In piazza contro gli speculatori finanziari
Circa 3'500 persone si sono radunate nel centro di Zurigo su invito dei sindacati per dire «basta» alle speculazioni dei banchieri. I manifestanti hanno pure lanciato un appello in favore del pensionamento flessibile.
Il sistema finanziario neoliberista è «economicamente fallimentare e moralmente disastroso e pericoloso per la democrazia», ha detto Paul Rechsteiner, presidente dell’Unione sindacale svizzera, promotrice dell’azione di protesta assieme al sindacato UNIA e ad altre organizzazioni di lavoratori.
Riunitisi sulla Paradeplatz di Zurigo, il cuore della piazza finanziaria elvetica, i circa 3’500 manifestanti hanno tra l’altro criticato i 68 miliardi di franchi che lo Stato ha messo a disposizione di UBS, principale banca del paese.

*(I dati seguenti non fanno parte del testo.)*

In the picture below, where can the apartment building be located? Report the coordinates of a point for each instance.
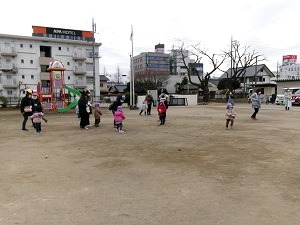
(24, 60)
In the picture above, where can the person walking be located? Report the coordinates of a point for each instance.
(231, 98)
(97, 114)
(119, 117)
(26, 108)
(161, 109)
(256, 103)
(287, 99)
(84, 110)
(114, 106)
(149, 99)
(230, 116)
(143, 108)
(37, 117)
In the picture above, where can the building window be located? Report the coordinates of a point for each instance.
(89, 80)
(89, 67)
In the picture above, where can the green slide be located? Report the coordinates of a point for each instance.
(74, 103)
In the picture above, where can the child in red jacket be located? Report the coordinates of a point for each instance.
(161, 108)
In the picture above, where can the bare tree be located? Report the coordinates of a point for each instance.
(150, 80)
(241, 58)
(216, 60)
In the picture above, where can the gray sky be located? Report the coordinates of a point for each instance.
(268, 26)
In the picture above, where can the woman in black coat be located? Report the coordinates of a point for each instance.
(84, 114)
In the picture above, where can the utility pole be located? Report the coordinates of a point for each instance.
(94, 70)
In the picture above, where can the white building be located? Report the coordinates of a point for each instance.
(289, 69)
(24, 60)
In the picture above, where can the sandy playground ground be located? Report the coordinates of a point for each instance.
(190, 171)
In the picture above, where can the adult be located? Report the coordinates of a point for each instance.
(149, 99)
(84, 110)
(26, 108)
(287, 101)
(230, 98)
(114, 106)
(256, 103)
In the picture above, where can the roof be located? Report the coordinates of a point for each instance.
(250, 71)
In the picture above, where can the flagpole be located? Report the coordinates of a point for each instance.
(133, 95)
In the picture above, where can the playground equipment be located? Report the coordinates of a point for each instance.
(55, 98)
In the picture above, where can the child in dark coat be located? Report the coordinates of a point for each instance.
(161, 108)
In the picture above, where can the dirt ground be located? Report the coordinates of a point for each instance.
(190, 171)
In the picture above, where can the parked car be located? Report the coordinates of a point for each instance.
(296, 98)
(280, 97)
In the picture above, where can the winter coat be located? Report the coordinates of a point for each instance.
(119, 116)
(37, 117)
(229, 113)
(26, 102)
(161, 109)
(256, 101)
(97, 113)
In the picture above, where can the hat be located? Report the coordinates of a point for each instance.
(229, 105)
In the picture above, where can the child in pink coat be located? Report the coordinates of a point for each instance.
(119, 117)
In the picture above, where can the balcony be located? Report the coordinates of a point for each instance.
(8, 67)
(78, 55)
(11, 83)
(79, 70)
(8, 51)
(45, 61)
(80, 84)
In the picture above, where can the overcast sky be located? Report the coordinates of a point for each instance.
(268, 26)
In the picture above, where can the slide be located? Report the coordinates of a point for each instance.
(74, 103)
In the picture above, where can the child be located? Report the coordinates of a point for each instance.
(97, 114)
(161, 108)
(230, 116)
(119, 117)
(77, 112)
(37, 119)
(143, 108)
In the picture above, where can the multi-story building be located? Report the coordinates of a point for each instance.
(24, 60)
(152, 62)
(290, 69)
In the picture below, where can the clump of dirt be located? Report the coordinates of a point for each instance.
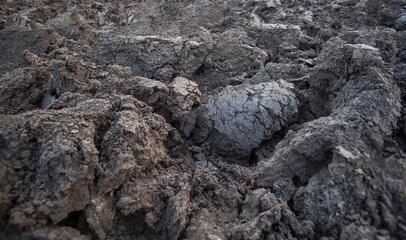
(240, 119)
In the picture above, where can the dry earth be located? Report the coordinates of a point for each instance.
(202, 119)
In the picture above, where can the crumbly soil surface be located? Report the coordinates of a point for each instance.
(202, 119)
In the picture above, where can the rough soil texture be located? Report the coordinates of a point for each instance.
(203, 119)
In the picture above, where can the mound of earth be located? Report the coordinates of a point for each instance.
(209, 119)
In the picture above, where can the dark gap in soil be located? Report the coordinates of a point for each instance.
(77, 220)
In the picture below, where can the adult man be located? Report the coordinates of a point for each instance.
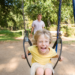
(37, 24)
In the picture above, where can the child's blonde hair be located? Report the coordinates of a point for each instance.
(39, 33)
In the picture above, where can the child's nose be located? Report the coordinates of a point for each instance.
(43, 43)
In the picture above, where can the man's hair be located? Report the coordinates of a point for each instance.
(40, 15)
(38, 33)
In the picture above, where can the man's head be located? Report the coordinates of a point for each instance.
(39, 16)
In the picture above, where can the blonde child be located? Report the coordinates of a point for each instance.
(41, 53)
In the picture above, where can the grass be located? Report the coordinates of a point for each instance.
(6, 35)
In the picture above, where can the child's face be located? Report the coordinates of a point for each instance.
(43, 44)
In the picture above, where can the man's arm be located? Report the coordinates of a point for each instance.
(32, 29)
(23, 56)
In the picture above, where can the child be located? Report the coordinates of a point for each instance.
(41, 53)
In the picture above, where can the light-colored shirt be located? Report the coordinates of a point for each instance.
(41, 59)
(38, 25)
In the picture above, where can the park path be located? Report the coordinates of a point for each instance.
(12, 64)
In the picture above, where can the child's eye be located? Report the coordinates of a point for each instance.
(46, 41)
(40, 41)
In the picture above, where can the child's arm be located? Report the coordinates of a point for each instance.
(61, 58)
(23, 56)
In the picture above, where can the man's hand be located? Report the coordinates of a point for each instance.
(23, 56)
(30, 35)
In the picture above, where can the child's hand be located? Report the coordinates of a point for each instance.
(23, 56)
(61, 58)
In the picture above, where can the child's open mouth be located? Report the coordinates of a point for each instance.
(43, 48)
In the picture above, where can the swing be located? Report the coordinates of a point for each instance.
(59, 40)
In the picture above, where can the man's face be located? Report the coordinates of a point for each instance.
(39, 17)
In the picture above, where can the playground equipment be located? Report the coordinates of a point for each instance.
(58, 40)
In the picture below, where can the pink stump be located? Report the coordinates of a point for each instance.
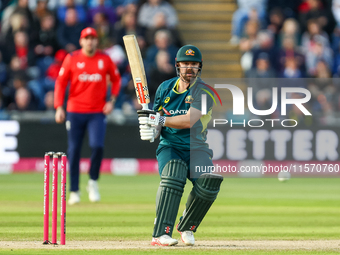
(63, 200)
(54, 198)
(46, 196)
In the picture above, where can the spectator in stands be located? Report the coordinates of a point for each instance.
(247, 10)
(262, 86)
(3, 71)
(18, 80)
(22, 49)
(336, 11)
(149, 9)
(308, 37)
(18, 22)
(19, 8)
(276, 19)
(318, 51)
(290, 59)
(78, 7)
(263, 68)
(159, 24)
(104, 28)
(247, 43)
(164, 70)
(289, 29)
(68, 33)
(318, 12)
(52, 71)
(289, 8)
(24, 100)
(162, 42)
(128, 25)
(324, 96)
(291, 68)
(265, 43)
(102, 6)
(47, 43)
(41, 10)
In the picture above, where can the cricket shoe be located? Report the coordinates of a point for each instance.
(74, 198)
(164, 240)
(187, 237)
(92, 189)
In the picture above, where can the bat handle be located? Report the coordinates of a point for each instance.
(145, 106)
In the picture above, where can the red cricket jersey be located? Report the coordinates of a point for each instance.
(88, 76)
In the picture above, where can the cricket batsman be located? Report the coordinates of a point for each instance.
(177, 117)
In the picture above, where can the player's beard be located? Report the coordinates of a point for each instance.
(189, 78)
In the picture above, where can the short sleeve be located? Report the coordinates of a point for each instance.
(158, 99)
(197, 93)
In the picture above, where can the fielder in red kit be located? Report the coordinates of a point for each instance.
(87, 104)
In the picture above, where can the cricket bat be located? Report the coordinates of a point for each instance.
(137, 70)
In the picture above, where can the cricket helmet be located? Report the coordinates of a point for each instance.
(189, 53)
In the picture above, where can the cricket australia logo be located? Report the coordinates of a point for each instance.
(190, 52)
(80, 65)
(100, 64)
(189, 99)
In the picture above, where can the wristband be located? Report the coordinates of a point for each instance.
(162, 121)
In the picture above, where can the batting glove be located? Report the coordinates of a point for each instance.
(148, 117)
(147, 133)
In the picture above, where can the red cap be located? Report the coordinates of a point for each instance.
(87, 32)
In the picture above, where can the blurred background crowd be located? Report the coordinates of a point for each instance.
(36, 35)
(291, 39)
(276, 38)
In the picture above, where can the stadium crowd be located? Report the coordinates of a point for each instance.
(291, 39)
(36, 35)
(277, 38)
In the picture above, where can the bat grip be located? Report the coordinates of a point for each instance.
(145, 106)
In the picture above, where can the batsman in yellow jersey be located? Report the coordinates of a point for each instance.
(177, 117)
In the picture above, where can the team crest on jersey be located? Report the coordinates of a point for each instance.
(189, 99)
(80, 65)
(100, 64)
(61, 72)
(190, 52)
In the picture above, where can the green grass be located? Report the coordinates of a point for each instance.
(246, 209)
(163, 251)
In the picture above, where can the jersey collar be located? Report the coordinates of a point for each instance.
(175, 88)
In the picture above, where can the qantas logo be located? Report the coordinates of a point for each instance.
(166, 111)
(178, 112)
(96, 77)
(80, 65)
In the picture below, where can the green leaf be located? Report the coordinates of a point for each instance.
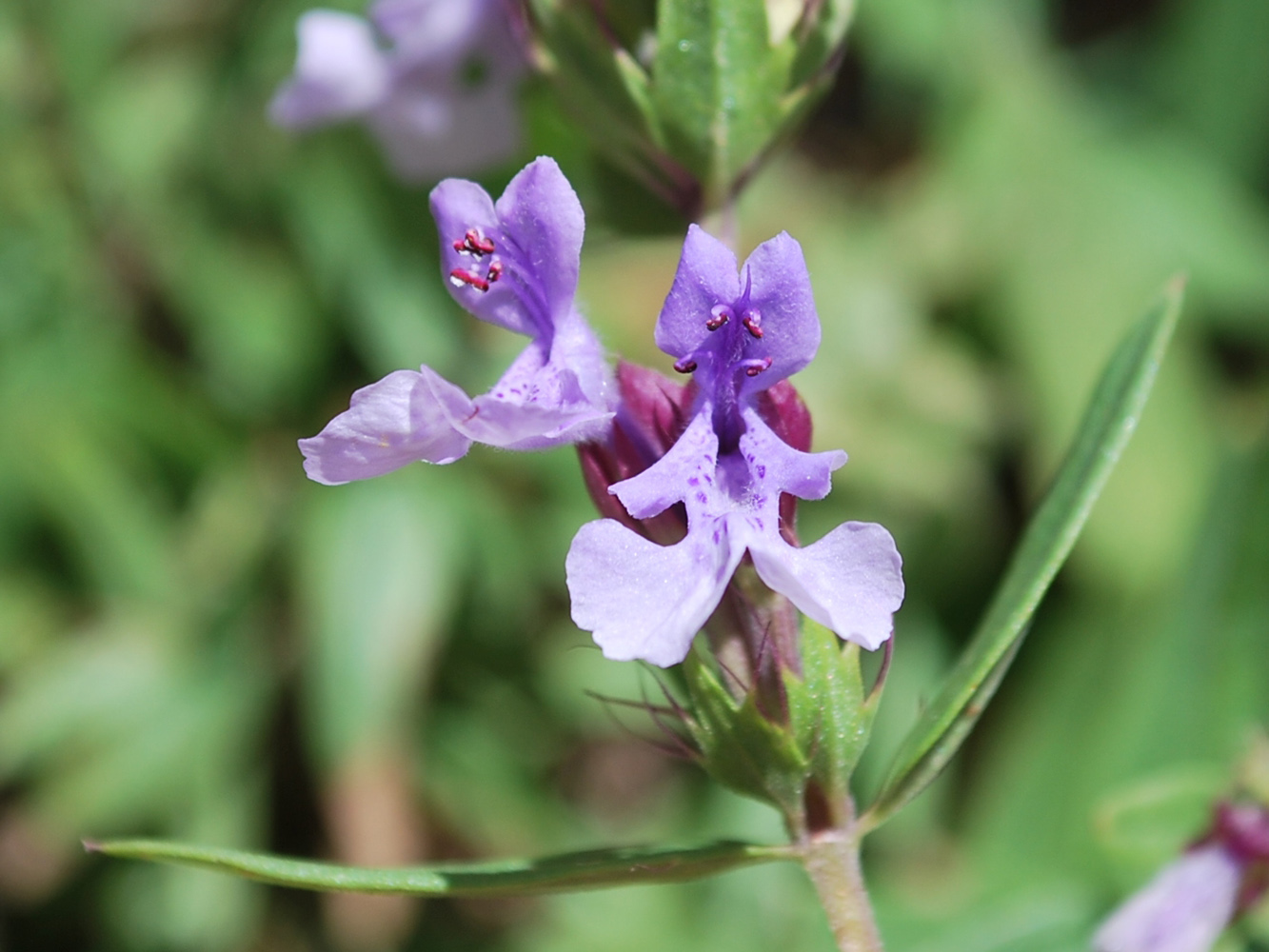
(717, 86)
(827, 708)
(511, 878)
(1108, 423)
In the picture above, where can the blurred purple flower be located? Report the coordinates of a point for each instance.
(1192, 901)
(514, 265)
(433, 79)
(740, 333)
(1183, 909)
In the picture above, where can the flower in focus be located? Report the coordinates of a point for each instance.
(1191, 902)
(739, 333)
(433, 79)
(513, 265)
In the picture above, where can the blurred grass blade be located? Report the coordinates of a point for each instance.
(1104, 432)
(513, 878)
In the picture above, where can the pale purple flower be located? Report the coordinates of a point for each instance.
(433, 79)
(514, 265)
(740, 331)
(1183, 909)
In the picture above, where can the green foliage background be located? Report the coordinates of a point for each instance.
(197, 643)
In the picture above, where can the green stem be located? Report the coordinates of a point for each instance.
(831, 860)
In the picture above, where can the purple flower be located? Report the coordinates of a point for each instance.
(1183, 909)
(514, 265)
(740, 333)
(438, 91)
(1191, 902)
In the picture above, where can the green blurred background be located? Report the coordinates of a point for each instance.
(197, 643)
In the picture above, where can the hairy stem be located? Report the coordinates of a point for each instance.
(831, 860)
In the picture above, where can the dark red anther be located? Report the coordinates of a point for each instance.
(475, 243)
(458, 277)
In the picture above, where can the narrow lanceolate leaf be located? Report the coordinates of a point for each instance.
(568, 872)
(717, 86)
(1104, 432)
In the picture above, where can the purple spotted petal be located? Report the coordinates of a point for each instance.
(644, 601)
(850, 581)
(401, 419)
(339, 72)
(1183, 909)
(547, 398)
(705, 276)
(688, 468)
(778, 467)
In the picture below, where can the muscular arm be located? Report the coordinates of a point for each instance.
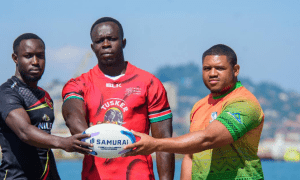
(214, 136)
(19, 122)
(165, 161)
(74, 113)
(186, 167)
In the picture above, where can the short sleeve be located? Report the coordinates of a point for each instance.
(158, 105)
(240, 117)
(9, 101)
(73, 89)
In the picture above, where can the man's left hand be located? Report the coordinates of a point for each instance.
(145, 146)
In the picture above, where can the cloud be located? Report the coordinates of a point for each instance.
(62, 63)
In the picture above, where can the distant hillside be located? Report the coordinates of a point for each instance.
(278, 104)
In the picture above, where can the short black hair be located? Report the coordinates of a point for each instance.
(221, 49)
(22, 37)
(108, 19)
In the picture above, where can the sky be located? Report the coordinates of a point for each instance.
(264, 34)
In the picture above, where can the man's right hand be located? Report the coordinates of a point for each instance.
(74, 144)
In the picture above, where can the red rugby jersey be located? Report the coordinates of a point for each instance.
(134, 101)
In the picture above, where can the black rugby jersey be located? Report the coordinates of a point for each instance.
(20, 160)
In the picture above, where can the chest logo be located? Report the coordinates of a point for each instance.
(46, 117)
(114, 115)
(214, 116)
(133, 90)
(112, 85)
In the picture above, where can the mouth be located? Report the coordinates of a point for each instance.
(213, 81)
(107, 54)
(35, 71)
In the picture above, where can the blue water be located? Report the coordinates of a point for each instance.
(273, 170)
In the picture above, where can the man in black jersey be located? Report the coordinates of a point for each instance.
(27, 116)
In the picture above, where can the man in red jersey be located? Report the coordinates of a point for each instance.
(115, 91)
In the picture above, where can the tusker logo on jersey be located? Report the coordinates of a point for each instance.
(133, 90)
(114, 115)
(113, 110)
(49, 103)
(46, 117)
(214, 116)
(115, 102)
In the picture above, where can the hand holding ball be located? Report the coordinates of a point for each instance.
(109, 140)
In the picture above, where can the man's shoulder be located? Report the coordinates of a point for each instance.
(242, 93)
(140, 71)
(84, 78)
(8, 86)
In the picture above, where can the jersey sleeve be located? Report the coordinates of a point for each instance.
(73, 89)
(240, 117)
(9, 101)
(158, 105)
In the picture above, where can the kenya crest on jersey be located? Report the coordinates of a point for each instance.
(114, 109)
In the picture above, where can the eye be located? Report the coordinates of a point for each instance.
(99, 41)
(28, 56)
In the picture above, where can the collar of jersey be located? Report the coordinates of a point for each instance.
(237, 85)
(129, 69)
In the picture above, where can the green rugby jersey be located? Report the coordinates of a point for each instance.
(242, 115)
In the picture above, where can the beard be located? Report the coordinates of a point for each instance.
(28, 78)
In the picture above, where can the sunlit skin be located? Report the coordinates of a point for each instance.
(108, 46)
(30, 61)
(30, 66)
(218, 74)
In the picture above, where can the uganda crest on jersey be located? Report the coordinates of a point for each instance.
(23, 160)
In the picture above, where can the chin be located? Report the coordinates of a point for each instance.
(31, 78)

Non ci sono invece soldi per finanziare l’AVS (Assicurazione vecchiaia e malattia) e permettere alla gente di andare anticipatamente in pensione, hanno sottolineato i dimostranti, che reclamano salari più elevati per tutti e meno bonus per i top manager.
Il 30 novembre il popolo sarà chiamato alle urne per votare su un’iniziativa che chiede l’introduzione di una rendita di vecchiaia completa già a partire dai 62 anni.